The United States is also negotiating with the Taliban at a time when the Taliban is refusing to deal with the Afghan government and is confident of victory – and not without cause. The Taliban seems to be slowly winning its battle of attrition with Afghan forces despite the fact that the U.S. has increased some aspects of its train and assist effort and will probably drop nearly 50% more air weapons in 2018 than it did in 2017 (6,584 strike sorties through October 31, 2018 vs. 4,603 in all of 2017 or 43% increase; 5,982 weapons dropped through October 31, 2018 vs. 4,361 in all of 2017 or 37% increase).
More and more Department of Defense reporting seems to either ignore the war or spin its content to avoid honestly reporting on the course of the war and the problems Afghan forces are encountering and doing so in ways similar to the "follies" in Vietnam.
There seem to be serious differences in the Department of Defense view of the war and that of the CIA. Independent official analyses like those of the Special Inspector General for Afghan Reconstruction (SIGAR) and the Lead Inspector General raise serious questions about the course of the fighting, the steady growth of Taliban control and influence in new areas, and progress of Afghan forces if the United States does not provide sustained support.
Key outside analyses like those of the Long War Journal – and most media reporting – also raise similar or much greater doubts about what will happen if the U.S. should now agree to the wrong kind of peace, fail to provide years of economic aid and support to Afghan forces, and rush out as it did in Vietnam.
There is a desperate need to seek peace in Afghanistan, but it must be a real peace, and one that leaves a real government in charge – not the Taliban. Vietnam also is scarcely the only case in point illustrating how a fragile or false peace can produce the wrong results. The outcome of peace negotiations in Nepal and Cambodia are further examples as to just how easily peace negotiations can become an extension of war by other means.
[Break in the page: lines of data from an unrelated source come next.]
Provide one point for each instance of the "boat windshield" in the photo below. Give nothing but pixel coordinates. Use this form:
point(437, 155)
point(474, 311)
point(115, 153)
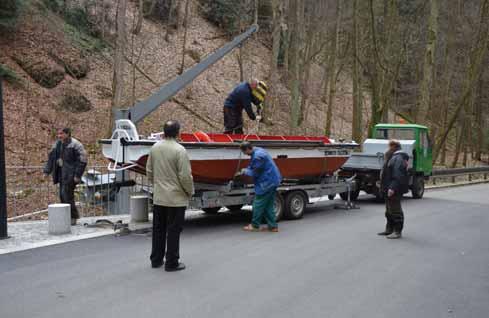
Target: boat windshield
point(399, 134)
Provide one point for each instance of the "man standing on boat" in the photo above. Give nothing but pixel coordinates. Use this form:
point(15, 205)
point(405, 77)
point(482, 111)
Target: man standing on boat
point(394, 182)
point(267, 178)
point(66, 163)
point(168, 169)
point(241, 98)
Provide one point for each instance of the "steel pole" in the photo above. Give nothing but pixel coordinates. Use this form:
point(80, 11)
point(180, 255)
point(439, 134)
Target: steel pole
point(3, 176)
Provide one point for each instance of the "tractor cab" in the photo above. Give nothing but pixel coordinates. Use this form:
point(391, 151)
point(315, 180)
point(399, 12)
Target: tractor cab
point(422, 154)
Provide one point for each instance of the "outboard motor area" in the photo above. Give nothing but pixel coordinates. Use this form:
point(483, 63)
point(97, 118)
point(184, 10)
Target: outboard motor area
point(124, 128)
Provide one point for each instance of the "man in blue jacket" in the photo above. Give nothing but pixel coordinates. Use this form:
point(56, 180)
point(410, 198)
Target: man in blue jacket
point(267, 178)
point(241, 98)
point(394, 182)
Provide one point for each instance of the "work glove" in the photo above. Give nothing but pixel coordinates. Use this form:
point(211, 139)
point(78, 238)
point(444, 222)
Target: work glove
point(240, 173)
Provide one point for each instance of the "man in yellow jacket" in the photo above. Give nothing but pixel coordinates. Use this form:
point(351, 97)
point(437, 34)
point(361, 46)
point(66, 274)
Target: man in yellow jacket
point(168, 169)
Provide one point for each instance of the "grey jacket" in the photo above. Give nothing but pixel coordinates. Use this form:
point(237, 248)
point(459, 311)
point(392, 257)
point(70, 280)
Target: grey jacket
point(66, 161)
point(168, 168)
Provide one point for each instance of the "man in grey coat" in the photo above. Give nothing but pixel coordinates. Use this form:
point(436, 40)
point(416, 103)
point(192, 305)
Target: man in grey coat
point(168, 169)
point(66, 163)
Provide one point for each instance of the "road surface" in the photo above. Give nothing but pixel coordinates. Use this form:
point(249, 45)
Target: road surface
point(329, 264)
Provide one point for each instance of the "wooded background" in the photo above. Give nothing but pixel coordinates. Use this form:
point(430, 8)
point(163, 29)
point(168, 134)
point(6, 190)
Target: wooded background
point(419, 61)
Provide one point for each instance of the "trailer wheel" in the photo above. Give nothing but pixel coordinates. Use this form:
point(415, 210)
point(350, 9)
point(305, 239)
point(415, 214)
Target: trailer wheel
point(235, 208)
point(417, 189)
point(295, 205)
point(279, 207)
point(353, 195)
point(213, 210)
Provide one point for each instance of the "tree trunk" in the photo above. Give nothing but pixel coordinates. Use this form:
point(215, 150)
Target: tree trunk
point(356, 133)
point(139, 24)
point(332, 69)
point(474, 70)
point(423, 104)
point(295, 62)
point(118, 72)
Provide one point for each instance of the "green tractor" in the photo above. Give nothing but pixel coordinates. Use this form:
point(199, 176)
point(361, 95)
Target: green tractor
point(367, 165)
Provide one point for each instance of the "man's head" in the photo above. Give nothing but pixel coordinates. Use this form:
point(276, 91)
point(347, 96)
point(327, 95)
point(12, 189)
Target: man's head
point(394, 145)
point(171, 129)
point(258, 90)
point(246, 148)
point(63, 134)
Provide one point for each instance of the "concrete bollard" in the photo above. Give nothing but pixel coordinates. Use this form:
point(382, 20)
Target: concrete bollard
point(59, 218)
point(139, 208)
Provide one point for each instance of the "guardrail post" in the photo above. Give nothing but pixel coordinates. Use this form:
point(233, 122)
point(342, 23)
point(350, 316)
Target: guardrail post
point(3, 174)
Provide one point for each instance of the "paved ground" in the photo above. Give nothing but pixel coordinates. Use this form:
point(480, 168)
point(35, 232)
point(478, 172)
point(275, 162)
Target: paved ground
point(330, 264)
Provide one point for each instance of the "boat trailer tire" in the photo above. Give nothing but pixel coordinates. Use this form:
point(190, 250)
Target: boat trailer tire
point(295, 205)
point(279, 207)
point(213, 210)
point(417, 189)
point(234, 208)
point(353, 195)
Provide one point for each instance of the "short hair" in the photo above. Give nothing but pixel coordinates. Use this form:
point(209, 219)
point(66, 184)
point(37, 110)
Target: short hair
point(171, 129)
point(395, 143)
point(66, 130)
point(245, 145)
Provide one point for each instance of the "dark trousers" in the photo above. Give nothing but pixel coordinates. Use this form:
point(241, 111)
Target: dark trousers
point(233, 120)
point(167, 226)
point(67, 195)
point(394, 214)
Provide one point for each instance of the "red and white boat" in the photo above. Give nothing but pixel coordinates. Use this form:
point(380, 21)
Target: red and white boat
point(215, 158)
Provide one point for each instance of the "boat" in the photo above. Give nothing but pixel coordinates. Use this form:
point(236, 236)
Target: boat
point(215, 158)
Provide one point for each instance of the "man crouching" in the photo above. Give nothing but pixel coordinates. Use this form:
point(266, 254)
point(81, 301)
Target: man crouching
point(267, 178)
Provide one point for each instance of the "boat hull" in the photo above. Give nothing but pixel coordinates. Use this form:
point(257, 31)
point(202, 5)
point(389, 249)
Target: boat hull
point(222, 171)
point(217, 164)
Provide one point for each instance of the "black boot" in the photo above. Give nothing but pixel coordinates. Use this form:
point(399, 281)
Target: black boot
point(388, 229)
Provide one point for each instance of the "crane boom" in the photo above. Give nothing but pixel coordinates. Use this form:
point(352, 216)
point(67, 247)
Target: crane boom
point(143, 108)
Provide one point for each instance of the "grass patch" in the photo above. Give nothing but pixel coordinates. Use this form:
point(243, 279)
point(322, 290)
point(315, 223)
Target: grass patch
point(84, 41)
point(10, 76)
point(10, 11)
point(78, 25)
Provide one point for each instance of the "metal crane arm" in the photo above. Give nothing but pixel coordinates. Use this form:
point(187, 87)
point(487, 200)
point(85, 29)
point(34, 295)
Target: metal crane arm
point(142, 109)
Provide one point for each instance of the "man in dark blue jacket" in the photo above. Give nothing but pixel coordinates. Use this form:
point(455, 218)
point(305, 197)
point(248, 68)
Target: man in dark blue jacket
point(266, 178)
point(394, 182)
point(241, 98)
point(67, 161)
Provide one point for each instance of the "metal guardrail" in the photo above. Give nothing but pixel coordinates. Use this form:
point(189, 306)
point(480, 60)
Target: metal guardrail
point(453, 173)
point(29, 193)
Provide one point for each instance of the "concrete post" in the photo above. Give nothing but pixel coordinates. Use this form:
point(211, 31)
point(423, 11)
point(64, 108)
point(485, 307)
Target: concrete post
point(139, 208)
point(59, 218)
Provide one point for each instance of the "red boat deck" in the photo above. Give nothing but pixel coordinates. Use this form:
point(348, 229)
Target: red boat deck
point(225, 138)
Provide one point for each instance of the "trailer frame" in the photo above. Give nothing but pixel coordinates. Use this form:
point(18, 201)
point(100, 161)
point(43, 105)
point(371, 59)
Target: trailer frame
point(291, 200)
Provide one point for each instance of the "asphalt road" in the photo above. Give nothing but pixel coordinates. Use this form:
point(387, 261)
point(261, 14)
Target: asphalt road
point(329, 264)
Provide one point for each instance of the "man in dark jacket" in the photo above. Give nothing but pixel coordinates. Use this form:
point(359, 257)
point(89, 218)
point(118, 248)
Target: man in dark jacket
point(394, 182)
point(266, 178)
point(67, 161)
point(241, 98)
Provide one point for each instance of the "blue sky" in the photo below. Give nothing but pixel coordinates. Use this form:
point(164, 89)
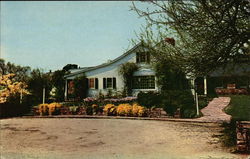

The U.S cannot support Afghanistan indefinitely. It has no responsibility to continue to do so if the Afghans again fail to elect an effective government, if they fail to develop their forces over a reasonable period, or do not reduce corruption and if they make the necessary reforms. Declaring peace and abandoning Afghanistan, however, is no substitute for only agreeing to the right kind of peace and for continuing to provide kind of military and economic aid that Afghanistan needs to have a meaningful chance. So far, there is far too little evidence that this is the strategy that the Trump Administration is pursuing.